Saturday, April 22, 2006

Change to Win Ad Highlighting Out of Control CEO Pay Refused by Cable Network Parents General Electric and Viacom

Preserving the Middle Class Too Controversial for MSNBC and Jon Stewart


Cable networks MSNBC and Comedy Central have refused to air a Change to Win ad that contrasts the vanishing middle class with runaway CEO pay.

Despite coverage of rising income inequality in mainstream publications such as the New York Times and USA Today over the last two weeks, cable network parents Viacom and General Electric refused to run Change to Win's ad, which launches its nationwide Make Work Pay! campaign.

"American democracy is threatened when pointing out that income inequality is rising and the middle class is in jeopardy is somehow controversial?" asked Greg Tarpinian, Executive Director of Change to Win, a labor federation of seven unions and 6 million members.

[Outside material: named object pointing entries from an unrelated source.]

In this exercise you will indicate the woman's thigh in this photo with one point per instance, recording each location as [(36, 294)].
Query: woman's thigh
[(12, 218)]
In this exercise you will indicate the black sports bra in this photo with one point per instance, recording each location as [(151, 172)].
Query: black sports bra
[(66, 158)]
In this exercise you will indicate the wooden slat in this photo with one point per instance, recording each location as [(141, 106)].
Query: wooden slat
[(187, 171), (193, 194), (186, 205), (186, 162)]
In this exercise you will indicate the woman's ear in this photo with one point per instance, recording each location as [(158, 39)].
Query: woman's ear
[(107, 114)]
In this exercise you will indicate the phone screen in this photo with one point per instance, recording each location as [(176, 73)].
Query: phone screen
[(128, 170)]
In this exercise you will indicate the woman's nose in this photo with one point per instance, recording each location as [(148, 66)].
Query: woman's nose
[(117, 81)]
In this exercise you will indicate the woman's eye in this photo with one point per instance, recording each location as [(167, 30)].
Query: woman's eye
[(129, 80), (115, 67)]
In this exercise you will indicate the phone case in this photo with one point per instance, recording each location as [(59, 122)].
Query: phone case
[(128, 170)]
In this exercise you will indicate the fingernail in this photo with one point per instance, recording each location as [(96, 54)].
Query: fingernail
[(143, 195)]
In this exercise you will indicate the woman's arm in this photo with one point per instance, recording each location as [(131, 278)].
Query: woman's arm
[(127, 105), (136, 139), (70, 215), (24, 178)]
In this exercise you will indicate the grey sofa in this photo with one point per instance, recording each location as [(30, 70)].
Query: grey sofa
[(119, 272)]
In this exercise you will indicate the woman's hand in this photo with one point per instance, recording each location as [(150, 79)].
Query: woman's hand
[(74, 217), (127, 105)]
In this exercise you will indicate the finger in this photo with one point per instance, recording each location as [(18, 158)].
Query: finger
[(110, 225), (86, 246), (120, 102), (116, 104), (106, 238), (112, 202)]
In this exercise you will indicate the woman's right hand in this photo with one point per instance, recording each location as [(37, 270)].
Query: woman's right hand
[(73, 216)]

"One has to wonder if the real reason this ad isn't being run is because MSNBC and Viacom are worried that it will offend Viacom CEO Sumner Redstone, who made $24 million dollars last year, and GE CEO Jeff Immelt who made $15 million," Tarpinian said. "The people who should be offended are the millions of hard working men and women who can't even afford cable, let alone healthcare. We call on Viacom and General Electric to show this ad nationally on their networks, and acknowledge what the American people already know -- the middle class is shrinking and it's time we did something about it."

Change to Win is airing the ad in major markets across the country to call attention to the fact that for many hard-working Americans, a 40-hour work week no longer ensures the basics of the American Dream. We are uniting the 50 million workers in the hospitality, construction, retail, food, health care, transportation and other critical industries whose jobs are vital to our economy and cannot be outsourced. Make Work Pay! seeks to deliver all working people a paycheck that supports a family, affordable health care, retirement security and the freedom to join a union in their workplace.